L'album è uno spericolato gioco di equilibrismo, che prende i sound e gli stili più diversi per poi mescolarli insieme, shakerarli con brio e donargli una nuova veste musicale. Il tutto funziona anche perché Mark Ronson ha il controllo più totale su quello che succede in sala d'incisione (è lui che suona tutti gli strumenti e smanetta su tutti i regolatori del mixer). Un esempio? Il brano che dà il titolo all'album, "Here Comes The Fuzz": mettere insieme Freeway, Jack White e Nikka Costa facendo in modo che la cosa abbia senso, significa saperci fare. Non a caso, uno dei miti di Mark Ronson è il grande Quincy Jones, maestro nell'arte della costruzione di un brano musicale: "Lui non cantava negli album degli anni Settanta e Ottanta – dice Ronson – ma quando ascolti una canzone come "One Hundred Ways" capisci subito che è una canzone di Quincy Jones".

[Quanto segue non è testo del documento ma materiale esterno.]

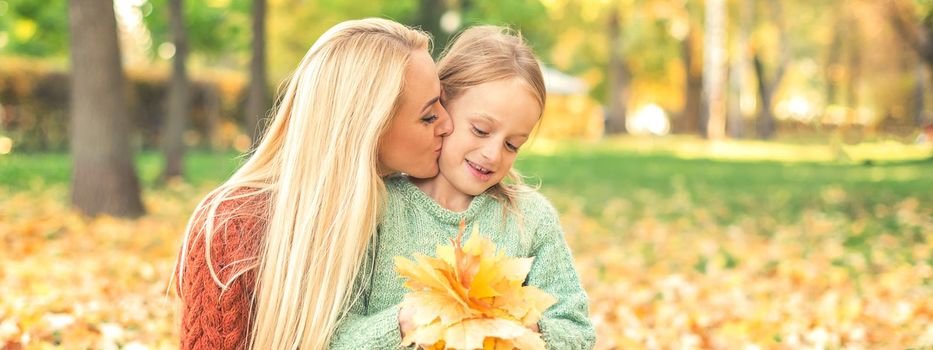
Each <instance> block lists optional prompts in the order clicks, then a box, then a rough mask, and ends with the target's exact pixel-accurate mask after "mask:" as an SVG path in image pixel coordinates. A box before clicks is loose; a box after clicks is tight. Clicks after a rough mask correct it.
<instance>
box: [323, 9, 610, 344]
mask: <svg viewBox="0 0 933 350" xmlns="http://www.w3.org/2000/svg"><path fill="white" fill-rule="evenodd" d="M438 70H439V77H440V79H441V84H442V85H443V89H444V96H443V97H442V100H443V101H444V105H445V107H446V108H447V111H448V113H449V114H450V116H451V119H452V120H453V122H454V131H453V133H452V134H451V135H450V136H448V137H446V138H445V140H444V147H443V149H442V151H441V157H440V160H439V164H440V174H439V175H438V176H437V177H435V178H432V179H427V180H418V179H414V178H411V177H408V176H404V175H403V176H395V177H390V178H388V179H387V180H386V187H387V189H388V203H386V207H385V208H386V211H385V212H384V213H383V219H382V222H381V224H380V227H379V233H378V237H377V240H376V242H375V243H374V245H373V246H370V251H371V254H372V255H371V256H370V258H371V262H370V263H369V264H367V265H364V267H362V268H361V271H363V272H361V274H360V276H365V277H368V280H366V279H365V277H364V278H363V279H361V280H359V281H357V288H358V290H361V292H360V297H359V298H358V299H357V300H356V302H355V303H354V304H353V306H352V308H351V312H350V313H349V314H348V315H347V316H346V317H345V318H344V320H343V321H342V323H341V324H340V326H338V330H337V332H336V333H335V334H334V337H335V339H338V340H339V339H348V340H349V339H356V340H355V341H353V342H354V343H355V344H354V346H355V347H357V348H369V349H375V348H379V349H383V348H395V347H398V344H399V343H400V341H401V338H402V337H403V336H404V335H405V334H406V333H407V332H409V331H410V329H408V327H409V324H410V314H409V312H408V311H409V310H405V309H402V310H399V303H400V302H401V301H402V299H403V297H404V295H405V293H407V292H408V290H407V289H406V288H405V287H403V282H404V281H403V280H402V279H401V278H399V276H398V274H397V273H396V272H395V269H394V264H393V257H395V256H404V257H408V258H410V257H411V256H412V254H413V253H416V252H417V253H422V254H426V255H432V256H433V255H434V251H435V248H436V246H437V245H438V244H448V243H449V242H450V239H451V238H454V237H456V234H457V228H458V224H459V222H460V220H461V219H464V220H466V222H467V224H468V228H467V230H466V232H471V229H472V226H475V225H478V226H479V231H480V232H481V233H482V234H484V236H486V237H488V238H489V239H490V240H492V241H493V242H494V243H495V244H496V247H497V248H498V249H499V250H500V251H503V252H505V253H506V254H508V255H510V256H516V257H535V260H534V264H533V265H532V268H531V271H530V272H529V274H528V279H527V283H528V284H529V285H533V286H536V287H538V288H541V289H542V290H544V291H546V292H548V293H550V294H551V295H553V296H554V297H555V298H557V300H558V303H557V304H555V305H554V306H552V307H551V308H550V309H548V310H547V311H546V312H545V313H544V315H543V317H542V318H541V320H540V321H539V322H538V324H537V328H538V329H535V330H536V331H540V332H541V334H542V336H543V339H544V341H545V343H546V344H547V347H548V348H549V349H589V348H592V347H593V345H594V342H595V337H596V336H595V331H594V329H593V326H592V324H591V323H590V322H589V320H588V317H587V316H588V310H587V297H586V293H585V292H584V291H583V288H582V287H581V285H580V279H579V277H578V276H577V273H576V271H575V270H574V267H573V258H572V257H571V255H570V250H569V249H568V247H567V244H566V242H565V240H564V237H563V233H562V231H561V228H560V224H559V223H558V217H557V213H556V211H555V210H554V208H553V207H552V206H551V204H550V203H549V202H548V201H547V200H546V199H545V198H544V197H542V196H541V195H540V194H538V193H536V192H534V191H533V190H531V189H529V188H527V187H525V186H523V185H521V184H520V177H518V176H517V174H516V173H514V172H513V170H512V164H513V162H514V161H515V156H516V155H517V153H518V151H519V149H520V148H521V147H522V145H523V144H524V143H525V142H526V141H527V140H528V137H529V134H530V133H531V132H532V129H534V127H535V125H536V124H537V123H538V120H539V119H540V117H541V113H542V109H543V108H544V99H545V89H544V80H543V78H542V75H541V70H540V68H539V66H538V63H537V60H536V58H535V56H534V54H533V53H532V52H531V50H530V49H529V48H528V47H527V46H526V45H525V44H524V43H523V41H522V39H521V37H520V36H517V35H515V34H512V33H511V32H509V31H508V30H506V29H503V28H500V27H495V26H481V27H473V28H470V29H468V30H466V31H465V32H463V33H462V34H461V35H460V36H459V37H458V38H457V39H456V41H455V42H454V44H453V46H451V47H450V48H449V50H448V51H447V53H446V54H445V56H444V57H443V58H442V59H441V61H440V62H439V63H438ZM506 177H509V178H510V179H512V184H505V183H503V182H502V180H503V179H504V178H506ZM466 238H467V237H464V239H466ZM533 328H534V327H533ZM347 343H349V342H347Z"/></svg>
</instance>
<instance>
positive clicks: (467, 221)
mask: <svg viewBox="0 0 933 350" xmlns="http://www.w3.org/2000/svg"><path fill="white" fill-rule="evenodd" d="M400 177H401V179H399V180H398V181H399V184H400V186H399V187H400V189H401V192H402V195H403V196H404V197H405V199H406V200H407V201H409V202H410V203H411V204H413V205H414V206H415V207H417V208H420V209H422V210H424V211H425V212H426V213H428V214H430V215H431V216H433V217H435V218H437V219H438V221H440V222H442V223H445V224H451V225H457V224H459V223H460V220H461V219H464V220H466V221H467V222H468V223H469V222H472V221H473V219H474V218H475V217H476V215H477V214H478V213H479V212H481V211H482V210H483V208H484V207H486V206H488V205H490V204H496V203H495V199H493V198H492V197H490V196H489V195H488V194H487V193H485V192H483V193H482V194H480V195H478V196H476V197H473V200H471V201H470V206H469V207H467V209H466V210H464V211H462V212H456V211H452V210H449V209H447V208H444V207H442V206H441V205H440V204H438V203H437V202H436V201H435V200H434V198H431V196H428V194H427V193H424V191H422V190H421V189H420V188H418V186H415V184H414V183H412V182H411V179H410V178H409V177H407V176H400Z"/></svg>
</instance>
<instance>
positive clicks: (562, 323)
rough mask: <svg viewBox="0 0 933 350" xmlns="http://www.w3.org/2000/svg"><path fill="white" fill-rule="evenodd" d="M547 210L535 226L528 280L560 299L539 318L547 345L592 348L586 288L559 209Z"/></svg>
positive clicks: (592, 345) (545, 342)
mask: <svg viewBox="0 0 933 350" xmlns="http://www.w3.org/2000/svg"><path fill="white" fill-rule="evenodd" d="M547 209H548V212H547V213H546V214H545V218H544V220H543V222H542V223H541V224H540V225H539V226H538V227H537V229H536V230H535V238H534V239H535V241H534V244H533V246H532V255H533V256H534V257H535V260H534V263H533V264H532V267H531V271H530V272H529V273H528V284H529V285H532V286H535V287H538V288H541V289H542V290H543V291H545V292H547V293H549V294H551V295H552V296H554V298H556V299H557V303H556V304H554V305H553V306H551V307H550V308H548V309H547V311H545V312H544V314H543V315H542V317H541V320H540V321H538V328H539V329H540V331H541V335H542V336H543V338H544V342H545V344H546V347H547V349H562V350H563V349H592V348H593V347H594V346H595V343H596V331H595V329H594V328H593V324H592V323H591V322H590V320H589V317H588V315H589V306H588V302H587V296H586V292H585V291H584V290H583V286H582V285H581V283H580V277H579V276H578V275H577V271H576V269H575V268H574V265H573V257H572V256H571V254H570V248H569V247H568V246H567V242H566V241H565V239H564V234H563V230H562V229H561V227H560V223H559V221H558V219H557V213H556V211H555V210H554V209H553V207H551V206H550V204H549V203H548V204H547Z"/></svg>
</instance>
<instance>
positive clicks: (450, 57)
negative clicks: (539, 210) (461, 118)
mask: <svg viewBox="0 0 933 350" xmlns="http://www.w3.org/2000/svg"><path fill="white" fill-rule="evenodd" d="M437 71H438V77H439V78H440V80H441V86H442V88H443V89H444V99H445V103H449V102H447V101H451V100H455V99H457V97H459V96H460V95H461V94H463V92H464V91H466V90H467V89H469V88H472V87H474V86H477V85H480V84H485V83H489V82H494V81H501V80H509V79H516V78H517V79H518V80H519V81H521V82H523V83H524V84H525V85H526V87H527V90H528V92H530V93H531V94H532V95H533V96H534V98H535V99H536V100H537V101H538V107H540V109H541V111H542V112H543V111H544V102H545V99H546V97H547V91H546V90H545V88H544V76H543V75H542V74H541V67H540V66H539V65H538V59H537V57H536V56H535V54H534V52H533V51H532V50H531V48H530V47H529V46H528V44H526V43H525V40H524V39H523V38H522V35H521V33H519V32H517V31H514V30H512V29H509V28H506V27H500V26H491V25H485V26H475V27H471V28H469V29H467V30H464V31H463V32H462V33H460V35H458V36H457V38H456V39H455V40H454V41H453V43H452V44H451V45H450V46H449V47H448V48H447V49H446V50H445V51H444V55H443V57H442V58H441V60H440V61H439V62H438V63H437ZM538 117H539V118H540V115H539V116H538ZM506 180H507V181H508V182H504V183H499V184H496V185H495V186H493V187H492V188H490V189H489V190H488V193H489V194H490V195H492V197H493V198H495V199H497V200H498V201H499V202H501V203H502V204H503V205H504V207H505V208H506V209H508V210H509V211H512V212H513V213H515V214H518V213H519V212H518V210H517V208H516V198H517V196H518V195H519V194H520V193H522V192H528V191H529V190H531V189H529V188H528V186H525V184H524V181H523V179H522V176H521V174H519V173H518V171H516V170H515V169H510V170H509V174H508V175H506ZM519 217H520V216H519Z"/></svg>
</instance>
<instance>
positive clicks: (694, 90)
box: [677, 24, 703, 134]
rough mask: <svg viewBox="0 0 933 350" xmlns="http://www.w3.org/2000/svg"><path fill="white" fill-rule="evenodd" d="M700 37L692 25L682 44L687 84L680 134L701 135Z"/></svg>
mask: <svg viewBox="0 0 933 350" xmlns="http://www.w3.org/2000/svg"><path fill="white" fill-rule="evenodd" d="M699 46H700V35H699V34H697V30H696V28H695V27H694V26H693V25H692V24H691V25H690V32H689V33H687V37H686V38H685V39H684V41H683V42H682V43H681V48H682V49H681V52H682V54H683V63H684V72H685V74H686V80H687V82H686V84H685V87H684V88H685V90H684V109H683V111H682V112H681V113H680V122H679V123H678V125H679V127H678V128H677V129H678V130H677V131H678V132H680V133H687V134H700V119H701V113H702V112H701V111H702V108H701V107H702V106H701V104H702V99H703V68H702V65H701V62H702V61H701V60H697V59H696V58H697V51H698V50H699V49H700V48H699Z"/></svg>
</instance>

I mesi successivi passano godendosi il successo dell'album e proseguendo un'intensa attività come producer di un sacco di pezzi grossi. Alla fine, nel 2004, ecco il logico passo che tutti si aspettano: insieme a Rich Kleiman, suo manager di lunga data, Mark Ronson fonda la propria etichetta discografica, Allido Records (sussidiaria di J Records).
Sotto questa nuova veste l'attività continua e a marzo del 2006 una sua rilettura di "Just" dei Radiohead conquista diversi passaggi radiofonici e diventa un ottimo biglietto da visita per l'uscita in aprile dell'album di cover di brani della band inglese.
Nel frattempo, i lavori continuano anche su "Version", il secondo disco solista che Mark Ronson prepara per metà del 2006.